/uncertainty_qe

Experiments to address uncertainty in Quality Estimation

Primary LanguagePython

uncertainty_qe

Experiments to address uncertainty in Quality Estimation

Requirements

  • Python 2.7
  • Numpy
  • Matplotlib
  • scikit-learn (for SVMs)
  • GPy (warped_gp_fixes branch in beckdaniel's fork)

Data

3 datasets:

  • WMT14 English-Spanish
  • EAMT11 English-Spanish
  • EAMT11 French-English

Features are the 17 baseline Quest features. Response variables are post-editing time per word (check Graham(2015), ACL).

Experiments sketch

For each dataset, we perform experiments using the following ML models:

  • SVM + Bagging
  • GP RBF Kernel Isotropic
  • GP RBF Kernel ARD
  • GP Matern32 Kernel ARD
  • Warped GP Matern32 Kernel ARD

Intrinsic evaluation is made using the following metrics:

  • NLPD (only available for GPs)
  • MAE
  • MSE
  • Pearson's correlation measure (check Graham(2015), ACL)

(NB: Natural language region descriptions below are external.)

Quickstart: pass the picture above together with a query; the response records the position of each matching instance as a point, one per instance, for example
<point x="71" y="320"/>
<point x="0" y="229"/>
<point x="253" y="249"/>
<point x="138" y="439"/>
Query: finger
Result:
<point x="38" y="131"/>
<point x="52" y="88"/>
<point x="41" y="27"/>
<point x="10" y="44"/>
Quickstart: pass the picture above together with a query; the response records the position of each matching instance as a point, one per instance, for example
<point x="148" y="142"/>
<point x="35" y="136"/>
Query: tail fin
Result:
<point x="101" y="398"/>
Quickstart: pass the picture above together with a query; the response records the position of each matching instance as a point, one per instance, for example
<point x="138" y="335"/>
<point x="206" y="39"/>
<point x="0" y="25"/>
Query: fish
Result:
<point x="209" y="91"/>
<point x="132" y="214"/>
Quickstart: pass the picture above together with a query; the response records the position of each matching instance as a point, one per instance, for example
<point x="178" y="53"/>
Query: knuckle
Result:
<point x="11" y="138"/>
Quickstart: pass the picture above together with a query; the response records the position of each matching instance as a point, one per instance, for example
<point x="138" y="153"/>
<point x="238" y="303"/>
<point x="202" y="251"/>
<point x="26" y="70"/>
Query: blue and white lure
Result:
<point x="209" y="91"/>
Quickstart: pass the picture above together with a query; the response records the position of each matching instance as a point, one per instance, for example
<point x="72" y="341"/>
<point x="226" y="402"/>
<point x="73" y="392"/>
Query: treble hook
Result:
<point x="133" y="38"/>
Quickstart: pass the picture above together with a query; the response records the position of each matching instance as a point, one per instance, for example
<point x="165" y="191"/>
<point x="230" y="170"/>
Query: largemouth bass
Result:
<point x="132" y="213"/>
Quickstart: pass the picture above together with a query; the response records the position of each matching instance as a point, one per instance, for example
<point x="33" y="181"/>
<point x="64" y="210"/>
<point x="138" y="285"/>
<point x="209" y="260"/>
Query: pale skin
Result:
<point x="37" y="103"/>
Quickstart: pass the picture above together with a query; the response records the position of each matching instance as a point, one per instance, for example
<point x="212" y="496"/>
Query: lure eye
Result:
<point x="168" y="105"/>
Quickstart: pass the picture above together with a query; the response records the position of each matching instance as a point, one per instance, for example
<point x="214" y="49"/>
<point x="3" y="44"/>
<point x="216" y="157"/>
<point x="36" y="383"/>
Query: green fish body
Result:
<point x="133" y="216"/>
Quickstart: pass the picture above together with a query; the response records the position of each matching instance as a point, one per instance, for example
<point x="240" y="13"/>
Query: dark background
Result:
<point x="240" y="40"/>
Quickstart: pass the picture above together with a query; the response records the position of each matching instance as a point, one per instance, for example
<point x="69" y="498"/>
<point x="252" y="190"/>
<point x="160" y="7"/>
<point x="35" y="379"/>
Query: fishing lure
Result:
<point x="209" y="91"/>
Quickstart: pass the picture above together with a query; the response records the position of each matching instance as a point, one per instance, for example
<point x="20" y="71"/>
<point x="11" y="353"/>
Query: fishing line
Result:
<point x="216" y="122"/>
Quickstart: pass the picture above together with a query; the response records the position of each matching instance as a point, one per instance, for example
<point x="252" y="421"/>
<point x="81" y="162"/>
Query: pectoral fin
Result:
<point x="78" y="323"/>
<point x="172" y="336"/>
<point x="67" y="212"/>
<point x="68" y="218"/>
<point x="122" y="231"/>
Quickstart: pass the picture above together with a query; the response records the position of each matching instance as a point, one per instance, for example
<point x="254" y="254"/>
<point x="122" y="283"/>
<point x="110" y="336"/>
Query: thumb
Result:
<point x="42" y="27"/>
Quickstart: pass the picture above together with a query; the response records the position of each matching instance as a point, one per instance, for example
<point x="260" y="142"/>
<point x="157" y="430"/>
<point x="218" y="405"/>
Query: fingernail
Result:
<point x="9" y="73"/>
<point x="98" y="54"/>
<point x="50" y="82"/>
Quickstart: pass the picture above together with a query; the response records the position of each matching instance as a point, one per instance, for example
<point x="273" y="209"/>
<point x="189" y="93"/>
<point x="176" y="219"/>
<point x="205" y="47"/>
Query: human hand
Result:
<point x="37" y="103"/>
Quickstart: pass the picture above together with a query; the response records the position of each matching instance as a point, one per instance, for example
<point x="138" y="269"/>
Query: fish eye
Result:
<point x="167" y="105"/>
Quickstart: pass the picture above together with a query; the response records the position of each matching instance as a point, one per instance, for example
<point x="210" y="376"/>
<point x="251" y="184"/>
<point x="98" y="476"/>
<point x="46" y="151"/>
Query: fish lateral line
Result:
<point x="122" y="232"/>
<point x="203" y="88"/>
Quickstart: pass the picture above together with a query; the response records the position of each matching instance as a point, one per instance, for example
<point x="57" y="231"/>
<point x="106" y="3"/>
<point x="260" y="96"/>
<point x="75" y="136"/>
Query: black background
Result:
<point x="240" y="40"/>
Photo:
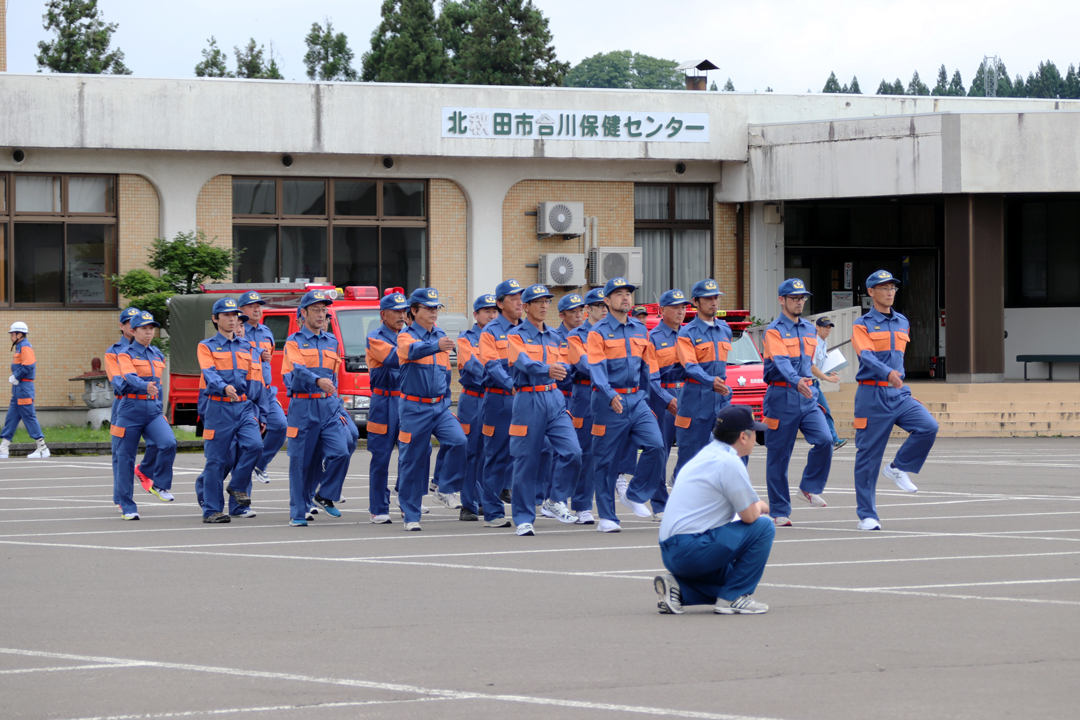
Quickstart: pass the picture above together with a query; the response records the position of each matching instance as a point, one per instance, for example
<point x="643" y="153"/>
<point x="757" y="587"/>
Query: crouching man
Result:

Extrinsic evaluation is made using the following tasks:

  • Reject option setting
  • Active learning setting
  • ?

Everything is done via cross-validation (5 folds as default but this can be changed).

Reject options

Main idea: ignore predicitons with high uncertainty (variance). We plot curves measuring intrinsic metrics (Pearson's?) according to the top N% most confident predictions. Ideal curves should be monotonic.

Active learning

The setting is similar to Beck et al. (2013, ACL). Start with a small (default: 50) set, measure error (Pearson's?) on test set and use active learning to incrementally increase the size of the training set. Error should eventually reach a plateau with very few sentences. An oracle setting is also available.